Viajeros con cama

lunes, 4 de octubre de 2010

Orígenes 1: El origen de la protesta



En los tiempos en que las motivaciones se debían aún a la pura supervivencia y no a la dignidad, los hombres tardaron menos en descubrir la técnica de recogida de la miel y del salado de la trucha que la revolución.
La ignorancia era entonces un vacuo sedante. Antes de que alguien pronunciara la palabra injusticia por primera vez, se aceptaba el sudor como mecanismo corporal y el chasquido del látigo como melodía folclórica. Un grillete era parte del vestuario. Los hombres no se cuestionaban la esclavitud y soportaban el hambre inventando grandiosas leyendas de empachados.
El día en que comenzaron a inventarse las palabras, los patronos temblaron (y no es algo extraño, puesto que sabían que el que posee los términos, posee las realidades). Tenían los antecedentes: antes de que se inventara la palabra frío, nadie había sabido arroparse. Antes de que se pronunciara la palabra tristeza, nadie había consolado nunca.
El miedo imprimía en los sucesos la irracionalidad. Su medida inmediata fue contra la mente, contra la palabra: decidieron aplastas la creatividad. Aumentaron gradualmente el tiempo de trabajo, borrando toda pausa que pudiera dejar hueco a reflexiones, rozando jornadas absolutas.
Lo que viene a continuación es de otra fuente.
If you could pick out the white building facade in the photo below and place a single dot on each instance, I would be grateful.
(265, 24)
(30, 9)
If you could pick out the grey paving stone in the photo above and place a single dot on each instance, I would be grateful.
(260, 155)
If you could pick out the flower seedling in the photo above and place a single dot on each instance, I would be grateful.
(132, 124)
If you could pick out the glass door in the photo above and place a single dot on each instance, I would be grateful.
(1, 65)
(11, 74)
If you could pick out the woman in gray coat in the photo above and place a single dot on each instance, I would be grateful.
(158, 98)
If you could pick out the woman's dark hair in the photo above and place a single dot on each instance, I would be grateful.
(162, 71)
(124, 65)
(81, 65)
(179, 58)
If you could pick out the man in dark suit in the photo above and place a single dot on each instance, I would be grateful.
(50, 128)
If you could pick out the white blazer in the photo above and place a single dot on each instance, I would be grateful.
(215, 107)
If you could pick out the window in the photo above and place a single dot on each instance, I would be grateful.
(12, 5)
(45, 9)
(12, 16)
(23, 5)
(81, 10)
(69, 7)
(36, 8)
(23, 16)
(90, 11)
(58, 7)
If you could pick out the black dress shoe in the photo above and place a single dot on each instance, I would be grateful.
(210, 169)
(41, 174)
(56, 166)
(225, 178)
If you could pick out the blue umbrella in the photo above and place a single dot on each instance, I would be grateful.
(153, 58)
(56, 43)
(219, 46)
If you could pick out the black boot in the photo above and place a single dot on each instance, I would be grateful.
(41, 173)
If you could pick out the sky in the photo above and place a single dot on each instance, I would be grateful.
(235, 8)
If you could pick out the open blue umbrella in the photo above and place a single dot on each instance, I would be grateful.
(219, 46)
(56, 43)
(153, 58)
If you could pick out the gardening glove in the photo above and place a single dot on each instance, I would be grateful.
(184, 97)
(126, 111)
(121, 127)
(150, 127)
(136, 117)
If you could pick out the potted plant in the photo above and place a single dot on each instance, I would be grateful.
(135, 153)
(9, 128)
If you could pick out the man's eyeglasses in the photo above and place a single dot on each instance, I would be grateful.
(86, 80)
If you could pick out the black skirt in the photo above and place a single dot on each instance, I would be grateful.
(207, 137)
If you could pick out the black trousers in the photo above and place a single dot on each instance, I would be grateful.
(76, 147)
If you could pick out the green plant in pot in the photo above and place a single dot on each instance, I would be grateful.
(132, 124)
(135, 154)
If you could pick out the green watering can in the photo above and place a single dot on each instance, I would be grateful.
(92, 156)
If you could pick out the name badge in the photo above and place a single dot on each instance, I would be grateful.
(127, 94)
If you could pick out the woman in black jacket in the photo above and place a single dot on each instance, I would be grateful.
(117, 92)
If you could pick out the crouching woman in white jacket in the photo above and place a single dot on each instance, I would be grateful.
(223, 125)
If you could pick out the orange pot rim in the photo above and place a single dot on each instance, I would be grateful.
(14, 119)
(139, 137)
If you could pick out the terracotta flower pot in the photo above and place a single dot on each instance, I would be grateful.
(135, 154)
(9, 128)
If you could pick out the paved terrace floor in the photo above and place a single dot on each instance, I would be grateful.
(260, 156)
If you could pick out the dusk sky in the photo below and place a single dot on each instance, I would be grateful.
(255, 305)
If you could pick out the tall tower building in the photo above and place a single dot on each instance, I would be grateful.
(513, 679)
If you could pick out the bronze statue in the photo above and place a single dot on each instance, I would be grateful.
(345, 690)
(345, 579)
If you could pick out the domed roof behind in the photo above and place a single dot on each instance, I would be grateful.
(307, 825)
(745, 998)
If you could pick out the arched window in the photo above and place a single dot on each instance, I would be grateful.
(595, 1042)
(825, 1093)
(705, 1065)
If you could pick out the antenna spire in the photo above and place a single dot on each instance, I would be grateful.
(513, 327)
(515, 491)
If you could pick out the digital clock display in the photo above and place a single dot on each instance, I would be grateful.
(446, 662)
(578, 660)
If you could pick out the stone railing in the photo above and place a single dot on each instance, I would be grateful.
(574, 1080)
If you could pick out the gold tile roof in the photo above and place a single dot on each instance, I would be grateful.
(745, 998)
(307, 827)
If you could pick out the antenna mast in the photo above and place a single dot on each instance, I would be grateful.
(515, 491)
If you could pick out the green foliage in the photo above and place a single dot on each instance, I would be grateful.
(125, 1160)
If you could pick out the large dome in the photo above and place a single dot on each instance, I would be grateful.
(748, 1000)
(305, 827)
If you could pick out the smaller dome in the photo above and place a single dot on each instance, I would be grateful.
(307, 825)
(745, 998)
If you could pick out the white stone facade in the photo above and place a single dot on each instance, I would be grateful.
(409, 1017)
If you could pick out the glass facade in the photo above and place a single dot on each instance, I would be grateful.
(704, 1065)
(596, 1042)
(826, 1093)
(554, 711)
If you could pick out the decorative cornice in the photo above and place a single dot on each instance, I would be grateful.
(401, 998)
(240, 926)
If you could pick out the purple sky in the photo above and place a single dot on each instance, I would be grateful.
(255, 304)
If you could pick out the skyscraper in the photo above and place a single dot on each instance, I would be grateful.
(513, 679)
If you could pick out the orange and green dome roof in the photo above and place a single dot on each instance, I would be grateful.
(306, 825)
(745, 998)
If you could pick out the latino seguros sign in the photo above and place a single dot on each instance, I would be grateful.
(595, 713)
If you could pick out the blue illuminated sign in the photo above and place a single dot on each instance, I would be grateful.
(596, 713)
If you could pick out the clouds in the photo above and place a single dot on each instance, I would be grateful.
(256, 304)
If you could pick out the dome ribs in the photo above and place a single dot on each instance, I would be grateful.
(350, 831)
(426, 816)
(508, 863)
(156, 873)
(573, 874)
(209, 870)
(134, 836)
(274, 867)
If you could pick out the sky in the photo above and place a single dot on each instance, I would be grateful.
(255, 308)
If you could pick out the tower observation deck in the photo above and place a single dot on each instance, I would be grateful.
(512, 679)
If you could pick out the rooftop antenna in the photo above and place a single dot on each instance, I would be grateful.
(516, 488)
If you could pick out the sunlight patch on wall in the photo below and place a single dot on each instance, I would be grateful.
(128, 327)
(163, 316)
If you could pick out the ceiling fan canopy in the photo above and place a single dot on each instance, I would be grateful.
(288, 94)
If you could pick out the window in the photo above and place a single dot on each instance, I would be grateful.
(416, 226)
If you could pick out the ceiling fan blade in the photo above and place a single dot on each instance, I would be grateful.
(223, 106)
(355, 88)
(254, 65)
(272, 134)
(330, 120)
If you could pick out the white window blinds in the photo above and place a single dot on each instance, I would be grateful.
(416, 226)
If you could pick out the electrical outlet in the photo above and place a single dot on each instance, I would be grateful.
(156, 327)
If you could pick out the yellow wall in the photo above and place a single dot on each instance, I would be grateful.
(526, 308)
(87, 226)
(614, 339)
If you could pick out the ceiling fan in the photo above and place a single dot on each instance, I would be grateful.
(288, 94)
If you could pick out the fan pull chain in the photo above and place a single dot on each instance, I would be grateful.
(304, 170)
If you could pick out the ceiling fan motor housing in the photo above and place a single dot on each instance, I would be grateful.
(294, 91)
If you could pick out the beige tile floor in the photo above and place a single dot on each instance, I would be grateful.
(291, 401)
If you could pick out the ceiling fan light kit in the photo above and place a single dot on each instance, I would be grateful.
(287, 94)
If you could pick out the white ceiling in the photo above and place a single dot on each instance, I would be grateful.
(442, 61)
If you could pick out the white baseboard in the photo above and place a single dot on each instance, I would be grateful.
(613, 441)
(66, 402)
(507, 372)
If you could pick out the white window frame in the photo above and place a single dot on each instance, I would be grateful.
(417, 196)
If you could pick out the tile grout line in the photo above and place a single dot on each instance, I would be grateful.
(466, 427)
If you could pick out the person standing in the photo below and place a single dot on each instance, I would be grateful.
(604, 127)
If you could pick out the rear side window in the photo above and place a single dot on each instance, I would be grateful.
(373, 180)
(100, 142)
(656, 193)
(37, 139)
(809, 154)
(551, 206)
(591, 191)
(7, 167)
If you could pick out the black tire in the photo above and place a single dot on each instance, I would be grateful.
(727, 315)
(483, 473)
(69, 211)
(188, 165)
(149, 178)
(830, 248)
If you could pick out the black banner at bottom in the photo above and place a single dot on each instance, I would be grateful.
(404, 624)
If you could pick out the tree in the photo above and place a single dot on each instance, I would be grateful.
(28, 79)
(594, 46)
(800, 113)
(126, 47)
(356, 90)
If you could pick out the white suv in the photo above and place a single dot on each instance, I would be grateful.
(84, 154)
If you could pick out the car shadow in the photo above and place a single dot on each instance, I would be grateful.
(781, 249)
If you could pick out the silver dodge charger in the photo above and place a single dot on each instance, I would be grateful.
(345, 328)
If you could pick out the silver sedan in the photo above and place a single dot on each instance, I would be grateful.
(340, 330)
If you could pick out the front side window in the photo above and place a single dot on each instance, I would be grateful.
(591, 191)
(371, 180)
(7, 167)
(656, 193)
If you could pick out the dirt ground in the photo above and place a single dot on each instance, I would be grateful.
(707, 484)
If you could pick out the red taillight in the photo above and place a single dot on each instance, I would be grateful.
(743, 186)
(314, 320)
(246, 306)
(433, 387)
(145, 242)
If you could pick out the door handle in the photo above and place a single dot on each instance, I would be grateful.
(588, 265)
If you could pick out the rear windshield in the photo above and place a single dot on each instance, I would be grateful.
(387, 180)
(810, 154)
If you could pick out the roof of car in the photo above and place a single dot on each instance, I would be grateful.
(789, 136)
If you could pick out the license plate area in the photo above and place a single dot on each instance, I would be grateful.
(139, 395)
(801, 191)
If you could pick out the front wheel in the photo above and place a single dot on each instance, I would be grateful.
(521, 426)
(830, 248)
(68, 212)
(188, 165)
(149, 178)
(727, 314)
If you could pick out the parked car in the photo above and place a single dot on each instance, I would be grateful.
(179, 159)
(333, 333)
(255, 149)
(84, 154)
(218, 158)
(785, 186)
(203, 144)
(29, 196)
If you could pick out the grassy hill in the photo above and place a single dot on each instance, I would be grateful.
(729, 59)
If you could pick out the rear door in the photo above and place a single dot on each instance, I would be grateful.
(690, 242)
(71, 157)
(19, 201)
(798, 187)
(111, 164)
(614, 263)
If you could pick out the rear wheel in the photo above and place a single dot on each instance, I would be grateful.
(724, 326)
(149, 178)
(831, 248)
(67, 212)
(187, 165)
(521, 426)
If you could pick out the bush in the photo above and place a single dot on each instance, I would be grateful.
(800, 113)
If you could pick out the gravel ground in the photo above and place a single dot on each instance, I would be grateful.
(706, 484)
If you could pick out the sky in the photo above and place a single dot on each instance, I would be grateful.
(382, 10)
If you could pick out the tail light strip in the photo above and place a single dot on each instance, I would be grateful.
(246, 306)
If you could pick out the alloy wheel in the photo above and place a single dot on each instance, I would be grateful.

Además, castigaron con la humillación los alardes filosóficos, premiaron a los idiotas, redujeron la dieta a comestibles embrutecedores de cerebros. Es notable que, a pesar de la represión, siempre existía alguno de entre los hombres que aún encontrara un fragmento de tiempo donde verse a solas con la rabia, donde sopesarla como a una amante. Si alguien llegaba entre resuellos a formular media palabra (“inju”), estallaban las alarmas, las medidas se volvían más atroces, más imaginativos los castigos, se redoblaban alienación y tristeza, se anulaba en fin todo diálogo íntimo con los versos tácitos de la muerte.
El miedo imprimía en los sucesos la locura. Los patronos se volvieron más tiranos, más todopoderosos, más divinizados. Pero, ah, no sabían que cuanto más aprisionaban a los hombres, que antes eran individuos sueltos, más les volvían una masa compacta.
Por fin, de entre los vapuleados, de entre los espectros, apareció la palabra injusticia, guisada a la lumbre de una voz moribunda. Y los patronos –cuentan- encanecieron aquel mismo día.
La palabra se fue extendiendo. Sonaba primero en los pechos, y luego en los labios, de los más desesperados. Sonó después en todas las bocas, extendida con la violencia y el silencio de un fenómeno eléctrico. Y pronto sonó también en los ruidos de las pisadas, en los golpes de martillo, en los crujidos de cadenas, y en los llantos y las respiraciones. Pronto se hizo, simplemente, omnipresente.
Y los patronos –cuentan- perdieron toda facultad divina aquel mismo día, y no la recuperaron jamás.